The man in Atlanta told me he felt sorry for me that my father didn’t make it to 80 because his was almost 90 and going strong.
I didn’t tell him that I thought he was wrong in almost every way imaginable.
Why?
His father has some sort of severe dementia and hasn’t recognized him in at least a decade. That wasn’t the case with my dad, he knew who all of us were until the end.
I will never forget him saying goodbye to my son or the day he told me to go live a good, happy and healthy life.
Sometimes those memories sting a bit, but I’ll take them because I think if given the choice I prefer the hand we were dealt, but even if I didn’t if wouldn’t matter.
Reminds me of that Glen Campbell song.
The Impact Of Your Thoughts
I thought of heading off to Centennial Park to try and find the brick I paid for during the ’96 Olympics but didn’t get around to it. There will be other opportunities.
Can’t say that I remember what I wrote so I am kind of curious to see what 27 year-old Josh thought was important. Got a few ideas, but can’t say whether they are correct or not.
What I know for certain is I have come to learn that Marcus Aurelius was correct and that’s different from who I was at 27.
That guy would have scoffed at the idea and so many other things. He knew better and undoubtedly would tell me that somewhere between now and then I lost the plot on some things.
I don’t think he would believe half the crap I could tell him, certainly wouldn’t believe that 55 year-old Josh could beat him in almost anything.
But 55 year-old Josh has the benefit of experience. I know everything he did and a lifetime of things he hasn’t ever experienced.
Though I wouldn’t mind getting that 27 year-old body back if for no other reason than the lower miles. Even if I was in exactly the shape I want to be in some things wouldn’t be the same.
It is ok, I have earned my stripes and my scars.

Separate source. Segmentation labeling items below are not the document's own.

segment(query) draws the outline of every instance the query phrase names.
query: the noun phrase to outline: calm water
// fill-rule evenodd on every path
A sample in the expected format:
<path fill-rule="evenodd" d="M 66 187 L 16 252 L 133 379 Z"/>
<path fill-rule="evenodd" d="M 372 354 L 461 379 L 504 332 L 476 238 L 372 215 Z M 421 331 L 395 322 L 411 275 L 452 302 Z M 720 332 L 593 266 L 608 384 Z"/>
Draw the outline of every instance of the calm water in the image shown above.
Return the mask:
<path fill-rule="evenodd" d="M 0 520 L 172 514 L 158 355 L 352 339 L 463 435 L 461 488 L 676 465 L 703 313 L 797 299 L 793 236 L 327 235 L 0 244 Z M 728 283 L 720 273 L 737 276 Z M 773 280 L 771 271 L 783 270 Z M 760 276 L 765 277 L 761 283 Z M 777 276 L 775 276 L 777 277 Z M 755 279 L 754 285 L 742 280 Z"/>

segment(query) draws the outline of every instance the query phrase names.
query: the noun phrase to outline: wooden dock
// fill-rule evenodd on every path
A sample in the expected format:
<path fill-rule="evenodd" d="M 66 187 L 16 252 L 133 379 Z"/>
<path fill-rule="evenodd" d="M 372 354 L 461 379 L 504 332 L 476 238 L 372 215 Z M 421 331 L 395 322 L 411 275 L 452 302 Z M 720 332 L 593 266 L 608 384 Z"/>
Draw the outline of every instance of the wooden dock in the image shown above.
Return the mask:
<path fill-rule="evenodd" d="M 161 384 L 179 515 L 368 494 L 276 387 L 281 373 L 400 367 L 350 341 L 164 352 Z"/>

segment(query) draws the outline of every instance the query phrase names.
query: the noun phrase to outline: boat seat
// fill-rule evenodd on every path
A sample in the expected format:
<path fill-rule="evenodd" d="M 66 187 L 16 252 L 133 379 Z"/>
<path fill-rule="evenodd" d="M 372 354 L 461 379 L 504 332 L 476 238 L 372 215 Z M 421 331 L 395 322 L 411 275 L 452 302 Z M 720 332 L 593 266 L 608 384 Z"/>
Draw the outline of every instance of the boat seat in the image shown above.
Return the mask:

Found a couple of new ones recently and laughed because I don’t remember getting them.
Things happen.
Beard has finally grown back and looks like it never left. Suppose that happened a while back, but time is moving so fast I sometimes miss things.
Feels like January was last week but here we are approaching summer at breakneck speed.
Hard to believe my daughter is halfway through her undergrad years and that we’re beginning to dig into serious conversations about next steps.
Hell, my youngest nephew is 18 and finishing high school. Won’t be long before we’re all in California together and the boys can argue about who is officially the tallest.
It is five years since the last time we were all together. The difference in age was the defining factor then. Now there is no doubt the granddaughters have been overtaken by all of the boys, not that it matters.
Letters & Words Upon A Page
I put some more thoughts down about plans and ideas because I wanted to be deliberate in how I move ahead. Wanted to make sure that my ideas were clarified and measured against something I could use for accountability.
Reached out today on a different topic and asked for someone to give me some guidelines on a couple of things or to be prepared for me to take action.
I am tired of the silence and being asked to just guess so I drew the line in the sand and said enough.
They told me they would try to get something more than ambiguous remarks and I said thank you.
But I followed up with text about next steps and then called to make sure it had been read.
“I know how to make things happen and am uninterested in being told to do more while being throttled. I’ll wait for a response and then I’ll do things my way.”
Felt like a relief to put that out there.
****
Took a look around and saw more friends and people I know becoming grandparents, getting divorced and or getting remarried.
Took a look around and heard more stories about people moving into bigger homes in places they want to retire and or downsizing because their kids are out.
Growing more uncommon to know people who are my age who still have two living parents and more common to hear people talk about retiring or being close to it.
It is surreal to hear what I used to think of as old person talk come from contemporaries so I guess we must be becoming older people.
Don’t feel old but don’t feel that young either.
Went so damn fast, but there is still much to do and experience. Kind of exciting.